Poem About Traffic and Traffic Lights (1 Viewer)

Hello everyone. I'm trying to find a Bukowski poem I read in the early '90s, I think in a "Best American Poetry" type anthology. Like my thread title states, the central image was traffic and traffic lights. Any help is appreciated.
Is that the one that has Bukowski and his fellow travellers driving the highways of LA with "nonchalant anger"? And ends something like "2 3 1/1 2 3/3 2 1"?

What the hell was that one called? Bothers me as I remember reading it in a somewhat prestigious anthology (Pushcart prize?) and liking it and can't remember the title at the moment. It wasn't collected for a few years.
Digney: Thanks, great poems, but once again I don't think they are the ones I'm looking for. The poem I remember didn't have such an aggressive, competitive edge. It was more meditative--the changing lights measured the passing of time, or some such thing. Obviously my memory is a little hazy, but let's see if anyone else comes up with something.

Whoops--after a second cup of coffee, I realize that Digney posted one poem, not two. Does anyone remember the details of its publication? The Pushcart Prize Anthology may be right.

The poem Digney links to above, "dog fight," appears in What Matters Most is How Well You Walk Through Fire (1999). Its title is slightly adjusted to "dog fight 1990" and one line slightly modified. In the manuscript, Bukowski writes of driving through California traffic in July 1980. In the printed poem, the date appears as July 1990.
One reason I remember it, besides it being a poem about driving (my postscript comes from a Buk driving poem), is that I remember quoting it back in the 1980s.

Some Toronto lit paper printed a review of You Get So Alone and they got one piece of fact wrong: they referred to Jon Edgar Webb as being the longtime publisher of Buk when John Martin was. After correcting that I quoted the as yet uncollected "dog fight".

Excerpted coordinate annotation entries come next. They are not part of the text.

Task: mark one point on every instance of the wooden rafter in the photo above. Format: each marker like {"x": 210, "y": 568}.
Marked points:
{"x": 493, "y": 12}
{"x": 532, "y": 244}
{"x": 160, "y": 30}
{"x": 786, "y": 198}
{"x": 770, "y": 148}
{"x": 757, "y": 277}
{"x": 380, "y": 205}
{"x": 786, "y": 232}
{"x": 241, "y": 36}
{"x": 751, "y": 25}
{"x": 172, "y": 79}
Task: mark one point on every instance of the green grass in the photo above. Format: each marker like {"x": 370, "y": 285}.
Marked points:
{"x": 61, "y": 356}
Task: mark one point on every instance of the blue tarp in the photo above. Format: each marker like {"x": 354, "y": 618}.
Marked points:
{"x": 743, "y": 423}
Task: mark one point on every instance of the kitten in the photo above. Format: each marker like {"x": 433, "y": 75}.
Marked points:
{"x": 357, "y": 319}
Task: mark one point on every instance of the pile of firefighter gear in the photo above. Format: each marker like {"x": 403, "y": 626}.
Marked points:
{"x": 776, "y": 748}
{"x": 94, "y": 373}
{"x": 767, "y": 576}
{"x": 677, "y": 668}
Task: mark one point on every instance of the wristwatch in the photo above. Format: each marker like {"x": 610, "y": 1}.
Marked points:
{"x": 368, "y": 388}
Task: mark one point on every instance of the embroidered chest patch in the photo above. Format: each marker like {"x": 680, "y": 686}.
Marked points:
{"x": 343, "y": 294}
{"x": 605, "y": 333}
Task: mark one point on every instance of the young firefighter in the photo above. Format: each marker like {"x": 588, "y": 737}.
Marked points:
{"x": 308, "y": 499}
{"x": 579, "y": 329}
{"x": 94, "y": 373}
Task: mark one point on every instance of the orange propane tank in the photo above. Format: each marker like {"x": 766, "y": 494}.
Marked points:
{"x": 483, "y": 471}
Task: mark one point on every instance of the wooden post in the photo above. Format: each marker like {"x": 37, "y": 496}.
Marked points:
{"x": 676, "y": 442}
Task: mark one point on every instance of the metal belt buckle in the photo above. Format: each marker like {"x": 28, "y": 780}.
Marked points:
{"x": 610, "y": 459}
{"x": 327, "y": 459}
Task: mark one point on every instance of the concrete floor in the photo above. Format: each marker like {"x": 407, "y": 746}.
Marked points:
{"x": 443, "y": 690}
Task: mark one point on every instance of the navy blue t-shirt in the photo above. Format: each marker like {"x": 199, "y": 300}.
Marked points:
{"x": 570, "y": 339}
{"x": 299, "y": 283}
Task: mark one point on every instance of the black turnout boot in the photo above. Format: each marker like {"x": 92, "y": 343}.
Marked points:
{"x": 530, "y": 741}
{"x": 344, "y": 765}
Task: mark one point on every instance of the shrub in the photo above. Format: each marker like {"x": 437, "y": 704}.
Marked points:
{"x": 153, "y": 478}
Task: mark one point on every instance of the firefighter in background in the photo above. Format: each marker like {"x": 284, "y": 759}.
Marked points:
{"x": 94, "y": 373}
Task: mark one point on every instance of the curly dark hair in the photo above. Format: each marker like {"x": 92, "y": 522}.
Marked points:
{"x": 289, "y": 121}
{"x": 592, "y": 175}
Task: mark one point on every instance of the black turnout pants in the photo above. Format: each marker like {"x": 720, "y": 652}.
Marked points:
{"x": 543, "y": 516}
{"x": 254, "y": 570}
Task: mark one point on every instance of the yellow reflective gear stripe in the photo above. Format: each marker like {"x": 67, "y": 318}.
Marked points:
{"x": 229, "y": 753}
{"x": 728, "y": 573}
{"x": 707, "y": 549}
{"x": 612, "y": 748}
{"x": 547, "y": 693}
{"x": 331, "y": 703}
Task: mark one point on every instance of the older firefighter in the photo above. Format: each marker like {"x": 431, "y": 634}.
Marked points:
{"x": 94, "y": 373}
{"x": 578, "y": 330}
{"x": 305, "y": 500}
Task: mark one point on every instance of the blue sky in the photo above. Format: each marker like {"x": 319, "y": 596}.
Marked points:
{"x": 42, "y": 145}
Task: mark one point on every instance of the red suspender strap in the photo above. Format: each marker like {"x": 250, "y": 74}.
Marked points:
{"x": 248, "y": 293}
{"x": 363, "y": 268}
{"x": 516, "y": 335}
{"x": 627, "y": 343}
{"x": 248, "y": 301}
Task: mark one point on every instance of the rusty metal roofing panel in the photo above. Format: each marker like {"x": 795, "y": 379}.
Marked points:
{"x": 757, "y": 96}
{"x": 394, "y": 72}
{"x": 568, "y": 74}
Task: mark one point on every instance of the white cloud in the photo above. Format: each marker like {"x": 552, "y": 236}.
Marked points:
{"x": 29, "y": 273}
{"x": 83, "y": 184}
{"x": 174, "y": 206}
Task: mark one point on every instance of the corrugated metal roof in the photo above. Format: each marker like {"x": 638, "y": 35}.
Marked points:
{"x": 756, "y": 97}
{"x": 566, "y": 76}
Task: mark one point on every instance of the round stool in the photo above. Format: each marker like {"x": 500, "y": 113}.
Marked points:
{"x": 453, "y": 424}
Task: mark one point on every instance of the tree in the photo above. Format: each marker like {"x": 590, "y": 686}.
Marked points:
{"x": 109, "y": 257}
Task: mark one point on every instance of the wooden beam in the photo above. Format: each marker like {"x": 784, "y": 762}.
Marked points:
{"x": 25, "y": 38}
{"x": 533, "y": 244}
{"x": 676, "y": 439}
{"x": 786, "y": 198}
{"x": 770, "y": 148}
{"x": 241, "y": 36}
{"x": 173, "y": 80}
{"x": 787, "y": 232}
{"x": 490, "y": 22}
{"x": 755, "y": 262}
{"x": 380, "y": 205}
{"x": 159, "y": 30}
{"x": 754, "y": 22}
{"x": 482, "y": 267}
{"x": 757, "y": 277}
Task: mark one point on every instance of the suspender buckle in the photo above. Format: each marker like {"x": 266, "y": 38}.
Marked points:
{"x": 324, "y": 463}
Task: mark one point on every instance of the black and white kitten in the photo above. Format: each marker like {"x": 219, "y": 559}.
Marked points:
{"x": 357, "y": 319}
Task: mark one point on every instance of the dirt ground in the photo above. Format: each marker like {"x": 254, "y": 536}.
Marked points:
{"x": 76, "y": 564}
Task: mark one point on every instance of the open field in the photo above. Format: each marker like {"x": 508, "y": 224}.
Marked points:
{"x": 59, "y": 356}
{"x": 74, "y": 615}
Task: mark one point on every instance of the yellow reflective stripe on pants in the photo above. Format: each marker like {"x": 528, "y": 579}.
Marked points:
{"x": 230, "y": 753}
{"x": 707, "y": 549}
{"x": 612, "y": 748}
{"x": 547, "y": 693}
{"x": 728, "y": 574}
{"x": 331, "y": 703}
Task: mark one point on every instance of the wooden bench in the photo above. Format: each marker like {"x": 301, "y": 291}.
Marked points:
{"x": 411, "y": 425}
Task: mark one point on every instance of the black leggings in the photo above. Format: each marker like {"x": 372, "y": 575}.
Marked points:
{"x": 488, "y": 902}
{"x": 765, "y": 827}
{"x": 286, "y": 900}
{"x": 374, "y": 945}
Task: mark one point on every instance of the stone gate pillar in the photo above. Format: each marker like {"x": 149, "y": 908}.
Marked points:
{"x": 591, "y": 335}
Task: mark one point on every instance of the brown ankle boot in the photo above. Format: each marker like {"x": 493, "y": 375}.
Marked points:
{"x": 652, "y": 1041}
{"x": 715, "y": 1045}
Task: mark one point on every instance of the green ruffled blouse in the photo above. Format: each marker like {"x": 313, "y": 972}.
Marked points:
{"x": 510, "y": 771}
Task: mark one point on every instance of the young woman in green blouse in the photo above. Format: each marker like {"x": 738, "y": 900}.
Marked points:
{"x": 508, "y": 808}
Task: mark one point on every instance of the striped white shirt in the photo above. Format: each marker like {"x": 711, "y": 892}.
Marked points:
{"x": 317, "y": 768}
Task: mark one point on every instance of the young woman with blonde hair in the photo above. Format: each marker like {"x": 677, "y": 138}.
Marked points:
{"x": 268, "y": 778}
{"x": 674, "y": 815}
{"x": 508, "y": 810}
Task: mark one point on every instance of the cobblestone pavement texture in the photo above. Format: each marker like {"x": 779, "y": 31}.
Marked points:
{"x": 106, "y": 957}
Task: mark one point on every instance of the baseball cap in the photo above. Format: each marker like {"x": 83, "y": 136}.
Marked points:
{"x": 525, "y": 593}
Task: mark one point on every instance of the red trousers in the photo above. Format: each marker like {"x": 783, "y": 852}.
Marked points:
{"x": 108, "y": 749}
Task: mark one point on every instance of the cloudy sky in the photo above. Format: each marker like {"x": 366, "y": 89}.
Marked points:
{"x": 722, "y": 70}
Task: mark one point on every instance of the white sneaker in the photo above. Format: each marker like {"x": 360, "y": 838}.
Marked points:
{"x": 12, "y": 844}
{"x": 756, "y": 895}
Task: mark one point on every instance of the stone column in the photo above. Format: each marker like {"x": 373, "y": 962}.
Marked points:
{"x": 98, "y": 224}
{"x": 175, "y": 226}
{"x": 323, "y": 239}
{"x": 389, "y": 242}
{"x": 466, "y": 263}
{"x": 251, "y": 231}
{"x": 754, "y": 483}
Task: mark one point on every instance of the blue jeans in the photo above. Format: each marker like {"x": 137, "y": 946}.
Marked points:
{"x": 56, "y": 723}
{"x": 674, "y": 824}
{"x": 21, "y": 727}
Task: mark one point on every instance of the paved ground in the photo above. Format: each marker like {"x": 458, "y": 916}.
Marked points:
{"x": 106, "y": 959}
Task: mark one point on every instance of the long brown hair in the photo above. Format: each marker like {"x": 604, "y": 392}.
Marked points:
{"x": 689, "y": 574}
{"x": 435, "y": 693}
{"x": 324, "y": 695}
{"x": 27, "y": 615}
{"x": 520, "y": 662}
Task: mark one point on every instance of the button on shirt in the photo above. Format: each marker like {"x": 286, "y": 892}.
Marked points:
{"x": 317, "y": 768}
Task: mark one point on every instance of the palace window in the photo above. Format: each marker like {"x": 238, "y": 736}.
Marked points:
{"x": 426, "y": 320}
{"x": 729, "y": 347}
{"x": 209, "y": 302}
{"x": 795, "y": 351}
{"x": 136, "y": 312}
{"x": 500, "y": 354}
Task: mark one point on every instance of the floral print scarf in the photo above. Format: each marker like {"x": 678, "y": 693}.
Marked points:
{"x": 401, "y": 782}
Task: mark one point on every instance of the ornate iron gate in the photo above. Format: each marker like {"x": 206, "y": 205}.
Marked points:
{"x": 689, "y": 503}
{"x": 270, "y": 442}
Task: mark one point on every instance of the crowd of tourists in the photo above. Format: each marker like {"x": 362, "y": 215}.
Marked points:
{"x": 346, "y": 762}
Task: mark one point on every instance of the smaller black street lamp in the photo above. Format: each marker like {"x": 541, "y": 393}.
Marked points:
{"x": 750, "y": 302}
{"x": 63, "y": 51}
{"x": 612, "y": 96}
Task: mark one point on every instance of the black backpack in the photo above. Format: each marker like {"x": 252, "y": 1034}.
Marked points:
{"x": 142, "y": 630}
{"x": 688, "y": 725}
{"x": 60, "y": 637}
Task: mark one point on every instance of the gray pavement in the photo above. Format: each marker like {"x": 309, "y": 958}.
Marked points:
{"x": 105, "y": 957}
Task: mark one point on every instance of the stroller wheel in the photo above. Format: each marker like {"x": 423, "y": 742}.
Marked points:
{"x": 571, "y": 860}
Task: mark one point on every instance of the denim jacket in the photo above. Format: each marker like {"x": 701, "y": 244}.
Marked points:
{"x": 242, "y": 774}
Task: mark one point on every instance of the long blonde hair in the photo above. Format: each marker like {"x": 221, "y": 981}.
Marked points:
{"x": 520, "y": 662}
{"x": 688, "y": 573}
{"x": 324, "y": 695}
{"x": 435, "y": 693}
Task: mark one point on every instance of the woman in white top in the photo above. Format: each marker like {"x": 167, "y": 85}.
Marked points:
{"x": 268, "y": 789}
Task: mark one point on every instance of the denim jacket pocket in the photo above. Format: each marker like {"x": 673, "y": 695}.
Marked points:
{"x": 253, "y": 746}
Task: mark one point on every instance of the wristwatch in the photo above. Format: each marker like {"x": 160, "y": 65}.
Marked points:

Still think it was in one of the Pushcart Prize anthologies but buggered if I can find anything on the web to confirm that.

Anyway they published the letter with the correction, etc. My small bit toward something. Seem to think the reviewer was Jim Christy of the The Buk Book by ECW but can't prove it so I'll just say it was him until proven wrong.
What line did you quote? "We are moving in perfect anger" I'll guess.

I should be able to get to a library in the next few days with a complete set of the Pushcart anthologies, and will try to find the poem there.
I think I quoted the last nine lines. I liked, and recognized at the time, the "skillful nonchalance" and the "perfect anger" attitude.

The Pushcart anthology would have to be from the mid to late 1980s. Don't know what numbers that would make them. I know I was living in my previous cliff dwelling and moved from there in 1991 when I found the lit paper and responded to it. Don't know where that has gone. To the garbage no doubt. Can't even remember its name.

I seem to remember the reviewer had a poem in one of the issues of that newspaper. Something about the repetition of "i got" ending with "i got a limited imagination". I've got a limited memory.
The Pushcart anthology would have to be from the mid to late 1980s. Don't know what numbers that would make them.

Unanswered questions like this, I suppose, bother me. Found the following to answer my question if nothing else:

THE PUSHCART PRIZE: Best of the Small Presses, 1985 - 1986 Edition. Edited by Bill Henderson. Paperback. Penguin, 1986. 5" x 7-3/4". 499 pp.

Highlights of this anthology of small-press writing are a Charles Bukowski poem, "Dog Fight," and an essay by Adam Gussow, "Bohemia Revisited: Malcolm Cowley, Jack Kerouac and On the Road.

It's for sale at ebay for $5. Item no. 360065204485.